Tamales, Tacos y Tamarindos: learning to read in a different culture

In Mexico you have to be able to read to attend first grade. Is this the norm where you live? I forget if it was the law of the land in Spain and Brazil, where my eldest 2 learnt to read.

Anyway, my sweet B is three months into learning Spanish, in a new country (Mexico), so that she can finally go onto first grade this August.

What does learning to read in a new language, in a new country, look like for a 6 year old? In our house it looks something along the lines of what happened last week during her reading exercises. B became baffled when attempting to read these sentences:

“Tomás y Tita son hermanos hoy irán a una fiesta Mexicana. Los dos visten ropa típica.

A Tita le gustan los tamales. A Tomás le gustan frío o mucho calor, los tacos, y a los dos les encanta el agua de tamarindo.”

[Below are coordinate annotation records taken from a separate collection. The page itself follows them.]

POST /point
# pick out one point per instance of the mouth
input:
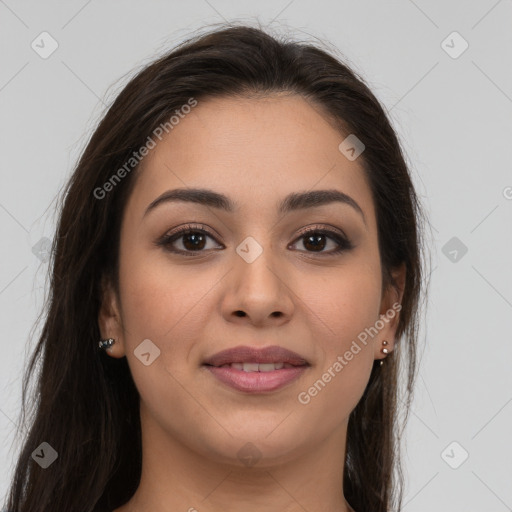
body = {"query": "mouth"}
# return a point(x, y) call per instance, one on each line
point(253, 370)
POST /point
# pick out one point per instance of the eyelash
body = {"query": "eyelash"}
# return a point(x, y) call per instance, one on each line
point(167, 240)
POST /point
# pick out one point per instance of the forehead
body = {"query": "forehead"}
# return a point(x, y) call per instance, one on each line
point(255, 151)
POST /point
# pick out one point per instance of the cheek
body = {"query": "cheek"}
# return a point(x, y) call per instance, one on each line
point(160, 299)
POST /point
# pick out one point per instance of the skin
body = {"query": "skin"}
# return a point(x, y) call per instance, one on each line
point(256, 151)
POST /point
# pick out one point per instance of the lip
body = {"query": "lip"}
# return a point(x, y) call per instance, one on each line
point(256, 382)
point(246, 354)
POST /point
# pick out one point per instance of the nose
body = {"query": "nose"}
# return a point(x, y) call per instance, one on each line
point(258, 291)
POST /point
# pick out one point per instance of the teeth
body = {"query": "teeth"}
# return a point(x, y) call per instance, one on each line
point(251, 367)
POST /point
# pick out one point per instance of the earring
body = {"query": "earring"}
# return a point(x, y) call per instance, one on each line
point(104, 344)
point(384, 351)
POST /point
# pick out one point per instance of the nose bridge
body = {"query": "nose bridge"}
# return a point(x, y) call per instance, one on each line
point(258, 286)
point(256, 261)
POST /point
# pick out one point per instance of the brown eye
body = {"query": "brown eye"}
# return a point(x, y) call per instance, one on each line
point(316, 240)
point(187, 240)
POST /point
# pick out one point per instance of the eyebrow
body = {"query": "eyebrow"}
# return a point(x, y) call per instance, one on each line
point(292, 202)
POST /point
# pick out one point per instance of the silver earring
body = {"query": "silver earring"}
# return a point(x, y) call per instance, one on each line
point(104, 344)
point(384, 351)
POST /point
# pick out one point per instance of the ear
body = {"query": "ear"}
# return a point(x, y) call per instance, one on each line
point(109, 319)
point(391, 304)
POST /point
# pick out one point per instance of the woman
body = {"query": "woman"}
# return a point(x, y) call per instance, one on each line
point(235, 286)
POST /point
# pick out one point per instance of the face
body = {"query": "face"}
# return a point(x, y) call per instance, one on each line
point(306, 278)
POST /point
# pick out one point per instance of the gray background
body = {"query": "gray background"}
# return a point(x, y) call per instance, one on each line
point(453, 115)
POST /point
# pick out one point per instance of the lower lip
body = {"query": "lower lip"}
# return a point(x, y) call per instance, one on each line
point(256, 382)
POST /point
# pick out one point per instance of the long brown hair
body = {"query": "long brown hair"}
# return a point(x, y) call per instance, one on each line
point(85, 405)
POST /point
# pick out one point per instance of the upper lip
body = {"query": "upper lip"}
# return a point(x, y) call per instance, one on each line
point(246, 354)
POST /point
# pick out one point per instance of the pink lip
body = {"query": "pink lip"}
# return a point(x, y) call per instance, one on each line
point(245, 354)
point(256, 382)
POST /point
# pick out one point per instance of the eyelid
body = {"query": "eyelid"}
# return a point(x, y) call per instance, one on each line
point(336, 234)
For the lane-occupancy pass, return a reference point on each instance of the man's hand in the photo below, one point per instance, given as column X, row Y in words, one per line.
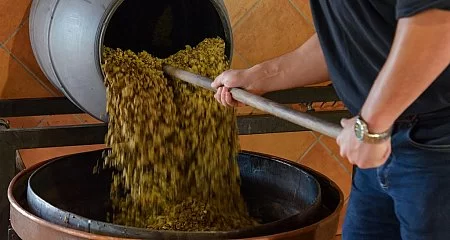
column 364, row 155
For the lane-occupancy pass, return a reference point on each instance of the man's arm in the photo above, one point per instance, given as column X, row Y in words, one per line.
column 303, row 66
column 419, row 54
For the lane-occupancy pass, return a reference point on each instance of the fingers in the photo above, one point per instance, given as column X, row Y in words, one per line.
column 223, row 96
column 345, row 122
column 218, row 82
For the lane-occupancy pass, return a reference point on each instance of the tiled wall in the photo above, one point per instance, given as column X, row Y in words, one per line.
column 263, row 29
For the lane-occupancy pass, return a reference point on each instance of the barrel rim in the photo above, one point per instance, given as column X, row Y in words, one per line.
column 26, row 214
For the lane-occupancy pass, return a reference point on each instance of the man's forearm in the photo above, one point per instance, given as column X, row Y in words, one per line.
column 303, row 66
column 420, row 52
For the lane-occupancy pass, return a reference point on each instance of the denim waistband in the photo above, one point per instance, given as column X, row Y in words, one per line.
column 439, row 114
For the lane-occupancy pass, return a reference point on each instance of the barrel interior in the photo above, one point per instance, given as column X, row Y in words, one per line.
column 164, row 27
column 275, row 192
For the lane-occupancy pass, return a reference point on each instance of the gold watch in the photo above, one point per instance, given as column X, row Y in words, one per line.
column 362, row 132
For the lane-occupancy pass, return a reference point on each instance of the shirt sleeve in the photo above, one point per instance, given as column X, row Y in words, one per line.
column 407, row 8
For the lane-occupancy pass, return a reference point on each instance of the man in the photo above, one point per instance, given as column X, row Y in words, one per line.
column 389, row 63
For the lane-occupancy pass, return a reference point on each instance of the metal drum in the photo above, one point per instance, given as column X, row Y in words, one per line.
column 67, row 38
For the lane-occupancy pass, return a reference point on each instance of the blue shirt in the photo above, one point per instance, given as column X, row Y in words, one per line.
column 356, row 37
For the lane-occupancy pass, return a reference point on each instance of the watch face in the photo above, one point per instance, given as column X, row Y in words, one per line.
column 359, row 130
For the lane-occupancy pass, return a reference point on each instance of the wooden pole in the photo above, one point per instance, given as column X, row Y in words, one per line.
column 261, row 103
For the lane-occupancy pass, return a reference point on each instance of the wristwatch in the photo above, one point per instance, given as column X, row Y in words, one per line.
column 362, row 132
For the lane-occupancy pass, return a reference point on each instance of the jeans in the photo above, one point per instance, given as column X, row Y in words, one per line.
column 409, row 196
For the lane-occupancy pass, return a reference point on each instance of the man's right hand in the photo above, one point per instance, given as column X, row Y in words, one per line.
column 234, row 79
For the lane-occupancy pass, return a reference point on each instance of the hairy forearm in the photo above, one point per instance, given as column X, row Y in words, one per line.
column 303, row 66
column 420, row 52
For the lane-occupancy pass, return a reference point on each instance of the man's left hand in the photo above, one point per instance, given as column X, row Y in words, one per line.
column 364, row 155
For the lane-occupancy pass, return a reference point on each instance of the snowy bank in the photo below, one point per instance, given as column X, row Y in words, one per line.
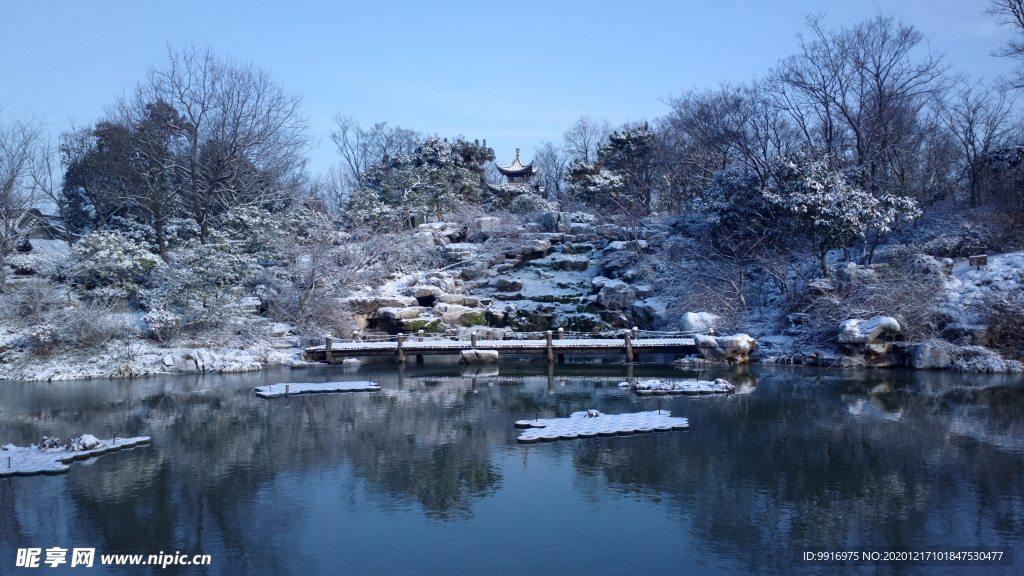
column 50, row 457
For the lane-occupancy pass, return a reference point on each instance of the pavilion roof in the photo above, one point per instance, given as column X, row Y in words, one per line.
column 516, row 168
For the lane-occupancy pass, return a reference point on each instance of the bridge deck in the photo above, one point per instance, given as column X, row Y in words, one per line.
column 342, row 350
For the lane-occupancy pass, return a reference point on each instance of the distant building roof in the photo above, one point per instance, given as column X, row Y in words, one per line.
column 516, row 168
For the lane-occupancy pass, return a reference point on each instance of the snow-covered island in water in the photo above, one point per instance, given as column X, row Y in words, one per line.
column 692, row 387
column 591, row 423
column 287, row 388
column 52, row 457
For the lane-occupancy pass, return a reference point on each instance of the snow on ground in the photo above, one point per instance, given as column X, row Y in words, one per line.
column 968, row 286
column 286, row 388
column 660, row 387
column 592, row 423
column 16, row 460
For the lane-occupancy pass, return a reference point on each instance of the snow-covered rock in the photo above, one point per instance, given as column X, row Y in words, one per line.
column 555, row 221
column 651, row 314
column 856, row 274
column 930, row 356
column 479, row 356
column 615, row 294
column 507, row 285
column 485, row 223
column 85, row 442
column 734, row 350
column 855, row 331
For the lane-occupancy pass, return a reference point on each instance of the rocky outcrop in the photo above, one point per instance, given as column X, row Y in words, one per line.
column 479, row 356
column 930, row 356
column 869, row 340
column 555, row 221
column 734, row 350
column 698, row 322
column 614, row 294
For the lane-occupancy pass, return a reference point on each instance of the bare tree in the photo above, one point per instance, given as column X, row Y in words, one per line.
column 860, row 92
column 725, row 128
column 1011, row 13
column 584, row 137
column 361, row 148
column 244, row 136
column 553, row 164
column 19, row 153
column 980, row 119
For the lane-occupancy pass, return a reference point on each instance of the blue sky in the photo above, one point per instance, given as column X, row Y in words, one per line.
column 514, row 73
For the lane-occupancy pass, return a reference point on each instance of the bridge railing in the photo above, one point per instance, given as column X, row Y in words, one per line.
column 502, row 334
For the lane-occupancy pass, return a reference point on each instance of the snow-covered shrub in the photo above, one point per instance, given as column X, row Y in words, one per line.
column 1004, row 313
column 830, row 211
column 202, row 282
column 43, row 338
column 109, row 263
column 978, row 359
column 907, row 289
column 163, row 326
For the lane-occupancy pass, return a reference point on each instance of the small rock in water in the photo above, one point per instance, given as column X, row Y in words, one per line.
column 85, row 442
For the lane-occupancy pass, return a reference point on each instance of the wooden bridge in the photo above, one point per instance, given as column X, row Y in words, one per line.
column 631, row 343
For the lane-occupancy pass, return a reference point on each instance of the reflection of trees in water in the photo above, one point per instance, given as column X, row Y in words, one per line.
column 791, row 468
column 785, row 466
column 216, row 451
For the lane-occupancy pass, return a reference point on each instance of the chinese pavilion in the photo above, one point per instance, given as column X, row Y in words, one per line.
column 516, row 172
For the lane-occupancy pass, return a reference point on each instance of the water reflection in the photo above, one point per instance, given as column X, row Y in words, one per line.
column 799, row 458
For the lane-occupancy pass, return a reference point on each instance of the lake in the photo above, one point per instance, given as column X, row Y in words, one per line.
column 426, row 476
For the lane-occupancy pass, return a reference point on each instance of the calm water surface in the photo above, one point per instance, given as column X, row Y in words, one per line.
column 426, row 477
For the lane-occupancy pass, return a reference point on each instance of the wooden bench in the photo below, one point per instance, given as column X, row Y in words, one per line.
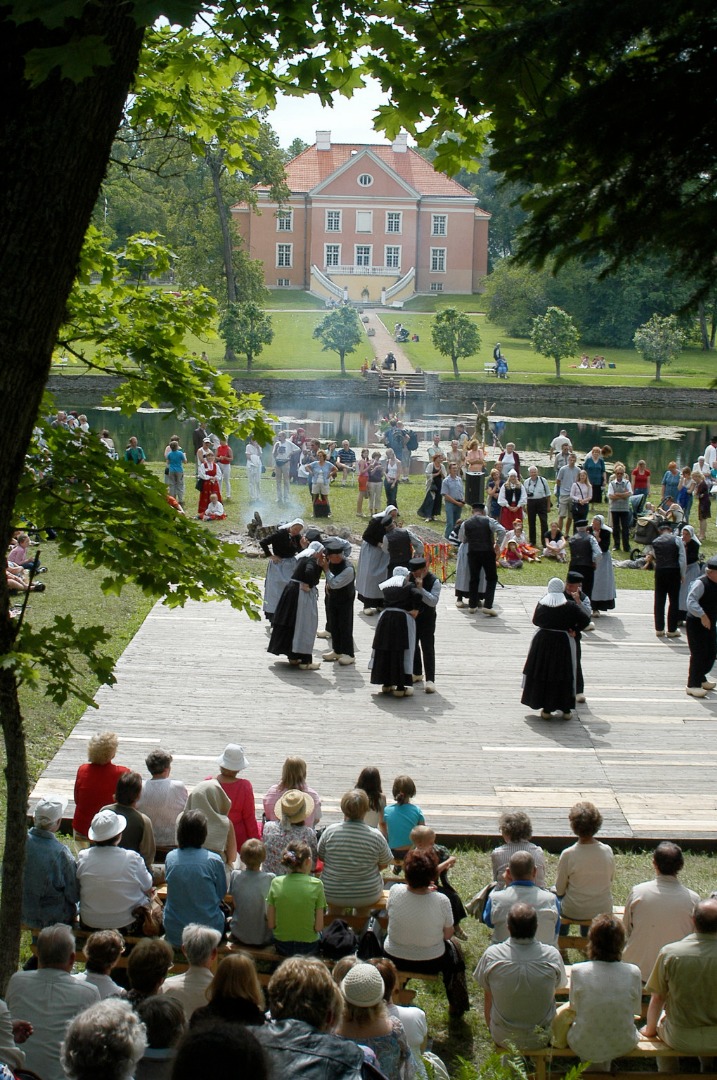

“What are tamales, tacos and tamarindos?” she asked.                                            Good question.

Needless to say, even after reading the story a few times she couldn’t remember how to read those three words. They made little sense to this 6 year old Portuguese national, born in Spain, and who just recently moved over to Mexico after 3 years in Brazil.

Learning to read is not only about sounds, letters and words, it is so much more. It is really mostly about tamales, tacos y tamarindos.